# The Bull



## Guy Bacos (Dec 25, 2009)

I hope you will enjoy this demo, "The Bull", for ensemble french horns (download collection) and orchestra. 

http://www.guybacos.com/audio/The%20Bull.mp3

I wanted to call this piece "La Corrida", which is what it's about, except I felt it would be glorifying the spanish tradition and I feel very strong about ceasing this type of sport or entertainment. So the piece is about a bull, which is the title, "The Bull", represented by ensemble french horns, and the orchestra is the matador and crowd in an unfair dual. The bull obviously has no chance to win despite his heroic efforts.

Enjoy!

Thanks for listening!

Guy


----------



## artsoundz (Dec 25, 2009)

wow.....dang-that's outstanding. really terrific stuff you do, Guy.


----------



## Pzy-Clone (Dec 26, 2009)

This is impressive stuff, your sound and detail\realism has improved substantially Guy, as far as i can remember in comparison to you "older" mockups, atleast.

Very well done!!!


----------



## germancomponist (Dec 26, 2009)

Sometimes the bull is the winner... . 

Very fine, Guy!

Merry Christmas!

Gunther


----------



## Guy Bacos (Dec 26, 2009)

Thanks a lot guys!

Pzy-Clone, I do hear things better than before.


----------



## A/V4U (Dec 27, 2009)

This is great. I enjoy listening because you gave idea what is supposed to be. Yes its "The Bull"


----------



## Hal (Dec 27, 2009)

this is just another track..from the master 
i Love your Mockups Guy =o


----------



## JBacal (Dec 27, 2009)

Very impressive storytelling with music. My heart goes out to the noble bull.

Best,
Jay


----------



## Guy Bacos (Dec 27, 2009)

Thanks A/V4U, Hal and Jay! 

I'd like to share what I did on the last 2 chords. There are a bit of viol trem playing but much of the sound are sus artificial harmonics, contrabass, cello, viola and violin harmonics. The contrabass and cello harmonics made it more special.
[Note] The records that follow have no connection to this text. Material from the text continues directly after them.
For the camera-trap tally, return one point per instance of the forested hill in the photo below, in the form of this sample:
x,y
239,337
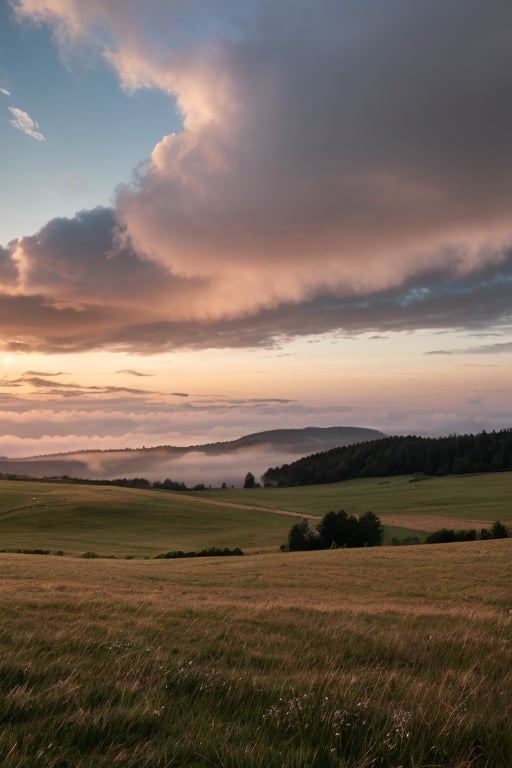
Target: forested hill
x,y
457,454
Somebody asked me if there were trumpets layering with the horns in places, no trumpets at all in the piece.


----------



## tmhuud (Dec 27, 2009)

Bull! YOU made this!?  

Well done. 

I've always put my vote in for the bull. Unfortunately he doesn't win very often. 

And even when he does - he doesn't.


----------



## Guy Bacos (Dec 29, 2009)

Thanks Terry. You're right about the Bull.


----------



## sherief83 (Dec 29, 2009)

Very impressive orchestration and samples! thanks for sharing!


----------



## Guy Bacos (Dec 31, 2009)

Thanks sherief! 

A pleasure to share.


----------



## paoling (Jan 3, 2010)

Hi Guy! Wonderful piece! You can re-create a world with music...


----------



## Guy Bacos (Jan 4, 2010)

Hi Paoling!

Thanks! o-[][]-o


----------



## Bobbyem (Jan 4, 2010)

What a guy! Very playful and sound very real. Nice craft.


----------